永谷正樹、という仕事。

フードライター、カメラマンの日常を書き綴ります。

その街は、誰のものか。

昨夜、『きしめんズズズ』で行われた日本コナモン協会の懇親会で、会長の熊谷真菜さんから興味深い話を聞いた。

それは「大阪の台所」と呼ばれる黒門市場の話だ。

外国人観光客の増加によって、海鮮丼の価格が跳ね上がったことは何となく知っていた。だが、今では市場の様子そのものが大きく変わっているという。

テナントを借りて商売をしているのも外国人が多く、本物かどうかわからない神戸牛のステーキ串が高値で売られている。そうした状況に、地元の人は次第に足を運ばなくなっているそうだ。

「こうやって街は壊れていくんだなって」

熊谷さんの言葉が印象に残った。

話を聞きながら、コロナ前に取材で訪れた台湾を思い出した。

台湾には、台湾人向けのラーメン店が数多くあった。『一蘭』や『一風堂』は価格が高く、気軽に行けないため、現地の人たちが自分たちのために店を開いたのだ。

ただ、日本のラーメンを見よう見まねで再現しているため、どうしても本場とは違う味になる。そこで店名に「博多」や「北海道」といった日本の地名を入れることで、イメージを補っていた。
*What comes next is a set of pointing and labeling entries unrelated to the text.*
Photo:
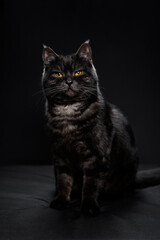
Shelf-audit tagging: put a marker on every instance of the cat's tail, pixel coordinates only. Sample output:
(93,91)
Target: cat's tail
(147,178)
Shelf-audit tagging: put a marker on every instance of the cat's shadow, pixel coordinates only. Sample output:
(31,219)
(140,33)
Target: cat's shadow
(108,206)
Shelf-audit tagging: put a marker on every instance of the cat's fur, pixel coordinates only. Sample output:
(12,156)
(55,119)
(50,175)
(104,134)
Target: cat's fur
(92,141)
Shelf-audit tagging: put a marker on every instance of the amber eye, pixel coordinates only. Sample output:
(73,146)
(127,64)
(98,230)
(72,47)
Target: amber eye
(58,74)
(78,73)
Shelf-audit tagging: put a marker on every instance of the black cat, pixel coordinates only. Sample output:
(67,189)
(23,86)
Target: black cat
(93,143)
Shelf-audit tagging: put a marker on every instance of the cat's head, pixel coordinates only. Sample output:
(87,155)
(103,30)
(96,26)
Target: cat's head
(69,78)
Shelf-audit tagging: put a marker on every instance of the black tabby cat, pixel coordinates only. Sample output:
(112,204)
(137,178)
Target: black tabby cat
(93,143)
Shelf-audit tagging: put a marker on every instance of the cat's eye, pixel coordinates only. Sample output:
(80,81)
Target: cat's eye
(59,74)
(78,73)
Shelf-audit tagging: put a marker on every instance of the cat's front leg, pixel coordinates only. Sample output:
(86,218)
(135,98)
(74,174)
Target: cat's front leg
(64,182)
(93,182)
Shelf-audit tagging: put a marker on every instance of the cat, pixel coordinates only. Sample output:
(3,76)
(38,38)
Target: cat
(93,144)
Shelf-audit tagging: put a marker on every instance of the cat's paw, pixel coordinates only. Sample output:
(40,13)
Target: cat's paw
(59,203)
(90,207)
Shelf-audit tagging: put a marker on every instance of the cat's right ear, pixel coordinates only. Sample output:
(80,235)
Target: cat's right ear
(48,55)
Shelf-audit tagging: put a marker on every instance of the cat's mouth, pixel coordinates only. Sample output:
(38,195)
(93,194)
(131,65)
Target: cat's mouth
(70,92)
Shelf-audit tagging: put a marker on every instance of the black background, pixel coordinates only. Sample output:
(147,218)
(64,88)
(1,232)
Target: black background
(125,39)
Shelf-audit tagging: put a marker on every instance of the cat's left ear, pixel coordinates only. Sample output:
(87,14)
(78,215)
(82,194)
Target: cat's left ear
(85,51)
(48,55)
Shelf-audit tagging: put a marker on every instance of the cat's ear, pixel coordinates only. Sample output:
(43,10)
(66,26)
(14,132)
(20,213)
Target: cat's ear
(85,51)
(48,55)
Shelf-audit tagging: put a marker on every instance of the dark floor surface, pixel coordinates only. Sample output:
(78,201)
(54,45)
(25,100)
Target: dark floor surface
(25,194)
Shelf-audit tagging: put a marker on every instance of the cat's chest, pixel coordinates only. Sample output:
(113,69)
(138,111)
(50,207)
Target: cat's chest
(65,119)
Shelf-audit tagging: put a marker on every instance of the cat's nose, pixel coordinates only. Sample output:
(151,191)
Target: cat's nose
(69,81)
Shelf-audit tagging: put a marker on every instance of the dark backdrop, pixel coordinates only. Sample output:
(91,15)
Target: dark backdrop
(125,40)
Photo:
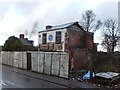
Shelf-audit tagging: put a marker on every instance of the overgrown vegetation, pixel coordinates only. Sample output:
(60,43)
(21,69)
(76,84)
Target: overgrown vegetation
(106,62)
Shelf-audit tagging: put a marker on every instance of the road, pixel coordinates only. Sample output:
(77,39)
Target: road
(12,79)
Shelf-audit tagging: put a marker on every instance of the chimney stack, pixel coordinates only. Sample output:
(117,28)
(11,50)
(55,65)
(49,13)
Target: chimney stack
(48,27)
(21,35)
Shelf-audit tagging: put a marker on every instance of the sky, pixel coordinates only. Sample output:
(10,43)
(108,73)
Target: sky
(19,16)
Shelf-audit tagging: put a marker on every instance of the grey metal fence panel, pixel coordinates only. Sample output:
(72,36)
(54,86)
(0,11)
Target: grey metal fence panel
(11,58)
(47,65)
(41,62)
(24,60)
(34,58)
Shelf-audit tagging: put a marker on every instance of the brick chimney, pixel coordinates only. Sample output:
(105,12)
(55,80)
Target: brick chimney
(21,35)
(48,27)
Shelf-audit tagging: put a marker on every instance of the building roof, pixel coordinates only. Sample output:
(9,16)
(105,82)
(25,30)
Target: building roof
(26,42)
(62,26)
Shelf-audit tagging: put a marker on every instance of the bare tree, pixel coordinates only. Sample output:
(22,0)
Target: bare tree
(110,34)
(89,22)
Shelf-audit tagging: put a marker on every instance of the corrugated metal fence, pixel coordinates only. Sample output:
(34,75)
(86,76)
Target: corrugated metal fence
(52,63)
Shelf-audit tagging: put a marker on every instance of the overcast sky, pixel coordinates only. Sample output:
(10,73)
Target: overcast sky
(19,16)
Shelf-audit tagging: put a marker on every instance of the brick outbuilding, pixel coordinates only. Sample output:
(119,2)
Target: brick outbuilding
(70,38)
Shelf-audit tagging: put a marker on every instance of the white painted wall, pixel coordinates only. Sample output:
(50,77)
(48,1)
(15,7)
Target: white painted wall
(53,33)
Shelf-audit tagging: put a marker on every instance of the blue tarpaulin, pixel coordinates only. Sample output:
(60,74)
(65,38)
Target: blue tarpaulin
(87,76)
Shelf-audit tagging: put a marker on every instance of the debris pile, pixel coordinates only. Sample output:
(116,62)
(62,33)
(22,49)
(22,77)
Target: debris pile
(102,79)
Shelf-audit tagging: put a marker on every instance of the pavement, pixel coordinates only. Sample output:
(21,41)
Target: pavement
(65,83)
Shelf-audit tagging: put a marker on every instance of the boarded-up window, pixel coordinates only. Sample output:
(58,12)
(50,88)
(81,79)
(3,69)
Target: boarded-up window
(44,37)
(58,37)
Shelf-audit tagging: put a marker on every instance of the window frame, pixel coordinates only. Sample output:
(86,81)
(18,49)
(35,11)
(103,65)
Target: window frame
(58,37)
(44,38)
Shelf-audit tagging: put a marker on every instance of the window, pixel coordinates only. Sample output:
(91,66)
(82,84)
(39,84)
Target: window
(44,37)
(58,38)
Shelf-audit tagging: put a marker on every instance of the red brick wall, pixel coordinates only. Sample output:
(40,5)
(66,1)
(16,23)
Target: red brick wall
(80,57)
(74,38)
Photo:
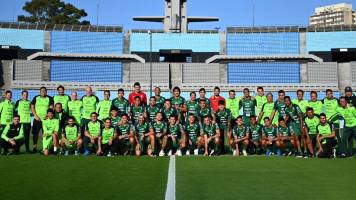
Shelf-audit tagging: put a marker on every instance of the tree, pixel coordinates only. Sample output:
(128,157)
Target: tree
(52,12)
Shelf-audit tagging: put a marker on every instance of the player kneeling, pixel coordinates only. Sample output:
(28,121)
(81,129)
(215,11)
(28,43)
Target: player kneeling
(194,140)
(269,138)
(326,138)
(211,134)
(50,133)
(106,141)
(240,137)
(176,137)
(71,138)
(146,138)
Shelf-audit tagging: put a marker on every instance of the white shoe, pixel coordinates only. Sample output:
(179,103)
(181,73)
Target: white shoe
(187,153)
(161,153)
(196,152)
(244,152)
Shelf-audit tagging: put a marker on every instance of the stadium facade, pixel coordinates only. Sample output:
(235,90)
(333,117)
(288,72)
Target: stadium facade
(107,57)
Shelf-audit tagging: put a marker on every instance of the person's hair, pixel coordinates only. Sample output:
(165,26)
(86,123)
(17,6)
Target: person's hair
(60,87)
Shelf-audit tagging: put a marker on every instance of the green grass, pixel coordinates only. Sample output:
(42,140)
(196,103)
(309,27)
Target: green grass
(265,178)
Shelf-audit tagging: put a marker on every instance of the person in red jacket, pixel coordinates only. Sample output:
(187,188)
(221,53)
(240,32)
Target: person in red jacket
(137,93)
(214,100)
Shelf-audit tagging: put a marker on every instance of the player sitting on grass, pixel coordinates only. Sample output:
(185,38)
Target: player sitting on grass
(255,138)
(71,138)
(91,134)
(106,141)
(194,140)
(176,137)
(240,134)
(50,133)
(13,136)
(269,137)
(284,137)
(146,139)
(126,135)
(326,138)
(211,134)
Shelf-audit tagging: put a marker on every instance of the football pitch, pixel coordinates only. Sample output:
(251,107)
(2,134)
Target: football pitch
(224,177)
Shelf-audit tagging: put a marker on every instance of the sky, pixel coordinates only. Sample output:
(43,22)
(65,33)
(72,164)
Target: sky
(230,12)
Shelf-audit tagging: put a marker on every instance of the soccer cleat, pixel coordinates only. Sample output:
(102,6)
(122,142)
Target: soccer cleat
(161,153)
(196,152)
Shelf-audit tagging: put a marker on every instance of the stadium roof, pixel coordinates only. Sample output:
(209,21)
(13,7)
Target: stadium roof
(86,57)
(263,58)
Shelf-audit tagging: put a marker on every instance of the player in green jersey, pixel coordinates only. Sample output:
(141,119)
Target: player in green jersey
(159,128)
(261,99)
(315,103)
(176,137)
(240,133)
(152,109)
(211,133)
(194,140)
(122,104)
(269,138)
(137,109)
(23,109)
(39,106)
(104,106)
(128,142)
(91,134)
(159,99)
(61,98)
(75,107)
(71,138)
(248,105)
(12,136)
(50,133)
(146,138)
(106,141)
(311,121)
(326,138)
(303,104)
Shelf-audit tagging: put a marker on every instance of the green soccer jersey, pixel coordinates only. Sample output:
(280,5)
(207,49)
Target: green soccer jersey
(23,108)
(210,130)
(41,105)
(330,107)
(94,128)
(71,133)
(192,107)
(103,109)
(75,110)
(143,128)
(223,118)
(193,130)
(152,111)
(7,111)
(255,132)
(248,106)
(317,106)
(89,105)
(63,99)
(234,106)
(122,105)
(269,132)
(311,124)
(261,100)
(50,126)
(107,134)
(303,104)
(240,131)
(136,112)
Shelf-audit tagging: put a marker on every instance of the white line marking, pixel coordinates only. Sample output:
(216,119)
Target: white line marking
(171,183)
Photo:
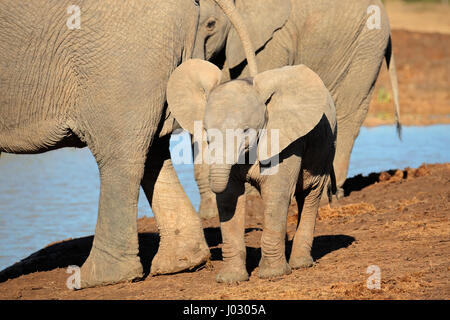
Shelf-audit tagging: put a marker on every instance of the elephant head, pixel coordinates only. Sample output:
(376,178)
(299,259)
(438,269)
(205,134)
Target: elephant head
(229,13)
(289,100)
(214,30)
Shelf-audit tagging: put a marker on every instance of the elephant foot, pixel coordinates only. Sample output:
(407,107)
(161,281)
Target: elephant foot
(339,193)
(270,269)
(208,206)
(232,273)
(177,254)
(102,269)
(302,261)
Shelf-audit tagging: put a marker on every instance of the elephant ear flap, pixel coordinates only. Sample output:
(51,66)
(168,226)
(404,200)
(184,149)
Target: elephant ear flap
(262,19)
(188,89)
(296,100)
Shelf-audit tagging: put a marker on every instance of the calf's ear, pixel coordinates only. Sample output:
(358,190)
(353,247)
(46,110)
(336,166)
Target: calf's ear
(188,89)
(296,101)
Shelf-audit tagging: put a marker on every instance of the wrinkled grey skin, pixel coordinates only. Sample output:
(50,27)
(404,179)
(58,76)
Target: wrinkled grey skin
(292,100)
(103,86)
(330,37)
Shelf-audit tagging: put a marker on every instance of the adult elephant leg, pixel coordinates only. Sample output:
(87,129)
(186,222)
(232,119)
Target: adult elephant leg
(114,254)
(352,99)
(232,225)
(208,204)
(308,204)
(182,243)
(276,196)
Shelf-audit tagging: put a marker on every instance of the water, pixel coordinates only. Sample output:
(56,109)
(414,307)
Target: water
(54,196)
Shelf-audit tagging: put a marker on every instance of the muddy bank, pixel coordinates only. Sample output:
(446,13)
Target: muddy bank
(397,220)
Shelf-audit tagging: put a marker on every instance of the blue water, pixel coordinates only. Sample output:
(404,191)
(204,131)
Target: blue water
(54,196)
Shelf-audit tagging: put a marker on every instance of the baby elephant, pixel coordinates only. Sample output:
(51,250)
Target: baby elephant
(298,113)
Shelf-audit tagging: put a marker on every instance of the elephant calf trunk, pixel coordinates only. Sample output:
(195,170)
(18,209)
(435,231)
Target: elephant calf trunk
(218,177)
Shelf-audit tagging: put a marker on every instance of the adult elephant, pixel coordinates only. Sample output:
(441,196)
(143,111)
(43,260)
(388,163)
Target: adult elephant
(103,85)
(344,42)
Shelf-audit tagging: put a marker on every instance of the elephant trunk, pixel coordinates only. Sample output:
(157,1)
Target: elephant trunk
(236,20)
(218,177)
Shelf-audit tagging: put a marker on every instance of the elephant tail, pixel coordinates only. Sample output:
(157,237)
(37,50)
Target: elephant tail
(390,62)
(332,187)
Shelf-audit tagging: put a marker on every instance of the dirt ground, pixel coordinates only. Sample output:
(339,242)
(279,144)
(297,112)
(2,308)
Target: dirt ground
(421,42)
(396,220)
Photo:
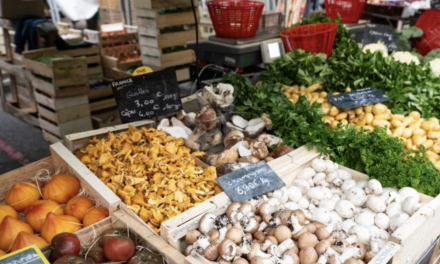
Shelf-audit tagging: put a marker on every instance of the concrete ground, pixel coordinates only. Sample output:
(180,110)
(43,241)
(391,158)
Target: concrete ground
(20,143)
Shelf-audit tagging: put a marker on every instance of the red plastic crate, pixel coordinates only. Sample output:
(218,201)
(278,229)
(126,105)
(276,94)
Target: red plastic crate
(429,22)
(315,38)
(350,10)
(235,19)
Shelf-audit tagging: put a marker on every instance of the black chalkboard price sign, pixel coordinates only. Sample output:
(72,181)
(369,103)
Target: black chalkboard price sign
(250,181)
(28,255)
(358,98)
(147,96)
(384,33)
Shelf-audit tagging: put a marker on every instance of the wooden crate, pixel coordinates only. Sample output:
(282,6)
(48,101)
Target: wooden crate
(405,245)
(54,163)
(61,116)
(62,77)
(93,58)
(145,237)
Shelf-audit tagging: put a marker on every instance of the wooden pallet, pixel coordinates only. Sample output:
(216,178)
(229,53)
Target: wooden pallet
(93,59)
(62,77)
(61,116)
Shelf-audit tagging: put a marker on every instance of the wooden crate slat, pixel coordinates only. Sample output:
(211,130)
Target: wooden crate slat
(170,59)
(183,74)
(167,40)
(60,103)
(156,4)
(64,115)
(62,129)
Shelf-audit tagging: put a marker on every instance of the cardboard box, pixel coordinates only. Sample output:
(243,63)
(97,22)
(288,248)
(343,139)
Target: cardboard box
(14,9)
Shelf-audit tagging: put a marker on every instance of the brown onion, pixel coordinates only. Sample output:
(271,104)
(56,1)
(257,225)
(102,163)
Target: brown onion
(78,206)
(56,224)
(21,195)
(95,215)
(25,239)
(36,213)
(9,229)
(61,188)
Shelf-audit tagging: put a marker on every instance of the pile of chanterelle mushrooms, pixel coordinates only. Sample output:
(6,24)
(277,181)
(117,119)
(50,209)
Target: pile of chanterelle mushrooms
(323,217)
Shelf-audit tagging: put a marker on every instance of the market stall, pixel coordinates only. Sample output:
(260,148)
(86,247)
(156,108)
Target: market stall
(329,154)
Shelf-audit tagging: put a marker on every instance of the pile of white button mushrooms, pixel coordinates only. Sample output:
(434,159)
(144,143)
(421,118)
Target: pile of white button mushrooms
(325,216)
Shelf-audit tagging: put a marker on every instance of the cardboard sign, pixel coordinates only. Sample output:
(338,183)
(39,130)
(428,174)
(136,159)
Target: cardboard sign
(250,181)
(375,32)
(146,96)
(361,97)
(28,255)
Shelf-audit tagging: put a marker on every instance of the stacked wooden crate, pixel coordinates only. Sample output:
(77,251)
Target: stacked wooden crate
(164,29)
(61,91)
(111,11)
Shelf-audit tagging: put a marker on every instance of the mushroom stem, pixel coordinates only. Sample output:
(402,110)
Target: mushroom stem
(351,252)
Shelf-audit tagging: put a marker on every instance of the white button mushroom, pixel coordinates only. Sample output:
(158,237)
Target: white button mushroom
(364,218)
(321,215)
(357,196)
(397,220)
(294,193)
(393,208)
(409,205)
(373,187)
(345,208)
(375,204)
(349,183)
(382,221)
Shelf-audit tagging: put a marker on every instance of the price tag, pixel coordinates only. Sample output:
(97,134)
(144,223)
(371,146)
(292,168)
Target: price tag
(361,97)
(250,181)
(375,32)
(147,96)
(28,255)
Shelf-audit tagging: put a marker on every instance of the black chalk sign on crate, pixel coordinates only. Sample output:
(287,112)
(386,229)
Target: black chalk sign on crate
(28,255)
(361,97)
(375,32)
(250,181)
(147,96)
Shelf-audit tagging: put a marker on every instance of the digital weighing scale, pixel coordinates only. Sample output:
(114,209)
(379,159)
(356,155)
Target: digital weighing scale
(242,52)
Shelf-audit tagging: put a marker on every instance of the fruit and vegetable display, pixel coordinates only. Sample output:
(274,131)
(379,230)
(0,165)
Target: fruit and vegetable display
(412,129)
(113,245)
(34,213)
(324,216)
(153,173)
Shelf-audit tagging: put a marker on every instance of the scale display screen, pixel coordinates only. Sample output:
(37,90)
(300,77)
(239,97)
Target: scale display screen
(271,50)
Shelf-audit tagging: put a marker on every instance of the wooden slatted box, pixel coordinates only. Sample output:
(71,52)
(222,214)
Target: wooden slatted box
(62,116)
(63,77)
(93,58)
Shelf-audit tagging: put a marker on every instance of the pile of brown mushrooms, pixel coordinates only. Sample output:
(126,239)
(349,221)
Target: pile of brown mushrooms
(241,151)
(258,232)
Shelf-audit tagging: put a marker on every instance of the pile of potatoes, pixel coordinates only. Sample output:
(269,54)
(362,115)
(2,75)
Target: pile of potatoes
(412,129)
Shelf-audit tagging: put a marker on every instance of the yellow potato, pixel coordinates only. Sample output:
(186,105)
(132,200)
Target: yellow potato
(380,123)
(398,117)
(407,132)
(417,140)
(379,109)
(359,110)
(428,144)
(415,114)
(368,108)
(433,134)
(419,132)
(396,123)
(369,118)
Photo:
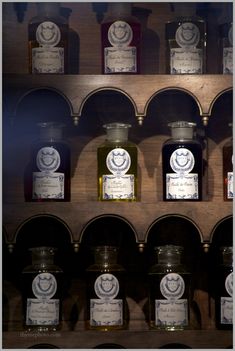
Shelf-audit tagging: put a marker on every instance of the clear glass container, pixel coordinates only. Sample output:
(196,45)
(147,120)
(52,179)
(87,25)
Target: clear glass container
(186,41)
(182,163)
(224,291)
(120,40)
(169,290)
(117,165)
(42,291)
(47,177)
(48,40)
(106,301)
(226,48)
(228,169)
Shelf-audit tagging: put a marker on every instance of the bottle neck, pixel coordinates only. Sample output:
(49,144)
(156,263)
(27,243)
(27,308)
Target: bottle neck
(106,255)
(42,256)
(185,9)
(117,132)
(48,8)
(169,254)
(182,130)
(120,9)
(50,131)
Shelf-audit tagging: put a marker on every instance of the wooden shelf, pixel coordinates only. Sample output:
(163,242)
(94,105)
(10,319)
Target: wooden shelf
(148,339)
(140,89)
(139,215)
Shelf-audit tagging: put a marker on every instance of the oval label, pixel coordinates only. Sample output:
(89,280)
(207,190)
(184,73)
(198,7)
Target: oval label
(182,160)
(106,286)
(172,286)
(48,34)
(44,286)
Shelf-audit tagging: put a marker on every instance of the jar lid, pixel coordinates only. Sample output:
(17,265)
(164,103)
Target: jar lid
(117,131)
(182,124)
(43,250)
(169,249)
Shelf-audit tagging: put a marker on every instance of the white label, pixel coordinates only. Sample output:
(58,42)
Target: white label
(230,185)
(42,312)
(48,34)
(48,60)
(106,313)
(172,286)
(182,187)
(106,286)
(187,35)
(48,185)
(119,60)
(171,312)
(120,34)
(118,161)
(228,60)
(226,311)
(118,187)
(186,61)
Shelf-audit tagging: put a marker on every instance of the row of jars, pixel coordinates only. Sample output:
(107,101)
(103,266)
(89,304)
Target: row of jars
(47,177)
(121,42)
(169,293)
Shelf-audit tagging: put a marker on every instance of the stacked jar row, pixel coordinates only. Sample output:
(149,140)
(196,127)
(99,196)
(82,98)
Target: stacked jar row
(47,177)
(169,291)
(121,32)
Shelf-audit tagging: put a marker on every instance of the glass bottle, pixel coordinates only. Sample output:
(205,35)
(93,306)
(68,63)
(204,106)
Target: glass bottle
(42,291)
(117,165)
(106,303)
(186,41)
(48,40)
(228,169)
(182,164)
(226,48)
(120,40)
(224,291)
(169,290)
(47,177)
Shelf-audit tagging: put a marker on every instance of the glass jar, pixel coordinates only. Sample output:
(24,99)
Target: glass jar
(48,40)
(186,41)
(120,39)
(226,48)
(169,290)
(42,291)
(228,169)
(47,177)
(106,302)
(182,164)
(224,291)
(117,165)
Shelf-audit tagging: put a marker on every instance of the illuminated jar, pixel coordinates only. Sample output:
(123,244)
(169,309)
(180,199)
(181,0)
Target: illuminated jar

中には「本場北海道の豚骨ラーメン」といった、少し首を傾げたくなる表現もあった。

黒門市場の話は、もう少し複雑だ。

観光客向けの商売が増えたことで、地元の人が離れていく。結果として、その街本来の姿が少しずつ変わっていく。

名古屋にも柳橋市場や中央卸売市場がある。今のところはまだ大きな変化は感じないが、「街が壊れていく」という言葉が頭から離れない。

観光と日常、そのバランスをどう保つのか。

これから名古屋の街にとって、大きなテーマになるのかもしれない。